Vergangenheit, Gegenwart und Zukunft

„Aktuelle künstlerische Positionen begleiten die historische Ausstellung. Sie sind als Interventionen im ganzen Haus zu finden. Die internationalen Künstler*innen begeben sich auf eine Spurensuche und loten eigene Formen des Erinnerns aus. Sie verweisen auf die Flüchtigkeit von Erinnerung, kombinieren Materialien aus verschiedenen Zeiten und machen verdrängte Geschichten sichtbar. Kontinuitäten von Diskriminierung und Verletzungen, aber auch der Zusammenhalt unter queeren Menschen werden thematisiert. Die Arbeiten wurden zum Teil eigens für die Ausstellung entwickelt.“

Philipp Gufler, Quilt #50 (Lil Picard), Siebdruck auf Stoff, 2022 // Courtesy the Artist und Galerie BQ Berlin

Wenn das mal nicht nach einer so aufreibenden wie spannenden Ausstellung (bis zum 21. Mai 2023) klingt! Wir werden uns dieser natürlich annehmen, des Begleitbands selbstredend auch. 

Künstler*innen: 

Katharina Aigner, Maximiliane Baumgartner, Pauline Boudry & Renate Lorenz, Claude Cahun, Zackary Drucker & Marval Rex, Nicholas Grafia, Philipp Gufler, Richard Grune, Lena Rosa Händle, Hannah Höch, Paul Hoecker, Nina Jirsíková, Germaine Krull, Elisar von Kupffer, Zoltán Lesi & Ricardo Portilho, Herbert List, Heinz Loew, Jeanne Mammen, Michaela Melián, Henrik Olesen, Emil Orlik, Max Peiffer Watenphul, Jonathan Penca, Lil Picard, Karol Radziszewski, Alexander Sacharoff, Gertrude Sandmann, Christian Schad, Renée Sintenis, Mikołaj Sobczak, Wolfgang Tillmans u. a.

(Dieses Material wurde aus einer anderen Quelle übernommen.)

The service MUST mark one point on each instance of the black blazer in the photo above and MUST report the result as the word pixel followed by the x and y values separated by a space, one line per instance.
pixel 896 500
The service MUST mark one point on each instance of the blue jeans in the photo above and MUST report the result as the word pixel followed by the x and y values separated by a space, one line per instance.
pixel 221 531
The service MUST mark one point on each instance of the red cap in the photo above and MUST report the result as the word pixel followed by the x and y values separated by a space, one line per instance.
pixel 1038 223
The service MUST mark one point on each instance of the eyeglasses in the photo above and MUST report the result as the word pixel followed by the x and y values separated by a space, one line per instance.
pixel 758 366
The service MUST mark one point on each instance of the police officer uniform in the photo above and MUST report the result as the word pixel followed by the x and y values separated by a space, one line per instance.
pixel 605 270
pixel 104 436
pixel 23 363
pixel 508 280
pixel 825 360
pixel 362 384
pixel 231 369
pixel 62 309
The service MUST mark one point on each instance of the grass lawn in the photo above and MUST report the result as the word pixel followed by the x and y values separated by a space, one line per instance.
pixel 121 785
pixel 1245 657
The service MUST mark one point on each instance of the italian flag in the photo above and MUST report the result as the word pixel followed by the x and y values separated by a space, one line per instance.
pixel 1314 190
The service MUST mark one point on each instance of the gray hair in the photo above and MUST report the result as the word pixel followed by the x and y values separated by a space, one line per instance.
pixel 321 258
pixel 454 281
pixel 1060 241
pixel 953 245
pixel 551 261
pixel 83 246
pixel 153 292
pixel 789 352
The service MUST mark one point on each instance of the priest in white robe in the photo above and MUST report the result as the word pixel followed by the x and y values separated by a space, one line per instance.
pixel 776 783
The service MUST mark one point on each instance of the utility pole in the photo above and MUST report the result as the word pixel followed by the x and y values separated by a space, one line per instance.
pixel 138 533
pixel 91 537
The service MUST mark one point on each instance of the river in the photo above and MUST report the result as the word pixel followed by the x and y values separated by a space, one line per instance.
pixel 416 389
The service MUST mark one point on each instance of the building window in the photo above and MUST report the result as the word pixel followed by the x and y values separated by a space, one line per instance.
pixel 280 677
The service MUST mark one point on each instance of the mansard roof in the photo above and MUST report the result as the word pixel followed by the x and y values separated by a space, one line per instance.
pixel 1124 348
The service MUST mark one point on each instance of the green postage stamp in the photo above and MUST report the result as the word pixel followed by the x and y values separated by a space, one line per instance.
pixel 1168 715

Zur Veranstaltung Intimität und Wissenschaft – Queer in den Lagern am 20. Februar 2023:

Wie erlebten queere Menschen aufgrund ihrer sexuellen oder geschlechtlichen Identität die NS-Konzentrationslager? Was bedeuteten gleichgeschlechtliche Liebe, Begehren und Intimität angesichts des allgegenwärtigen Todes? Wie setzen wir uns heute mit der Thematik auseinander, inwieweit ist sie Teil der aktuellen Forschung und was lässt sich dazu in Archiven finden?

Die Historikerin Anna Hajkova, die Künstlerin Katharina Aigner und der Kurator Niko Wahl sprechen über (verschwiegene) Queerness in Lagern und das Unbehagen der Überlebenden. Moderiert wird das Gespräch von Paula-Irene Villa Braslavsky.

Ebenso gibt es jeden Dienstag um 17:30 Uhr und jeden Sonntag um 15:00 Uhr öffentliche Ausstellungsrundgänge. Die Zahl der Teilnehmer*innen ist begrenzt — also pünktlich kommen. Am 21. Februar gibt es um 17:30 Uhr zusätzlich einen Dialogrundgang mit Anna Straetmans und Lisa Kern — auch hier heißt’s: Wer zu spät kommt, die oder den bestraft die begrenzte Teilnehmer*innenzahl.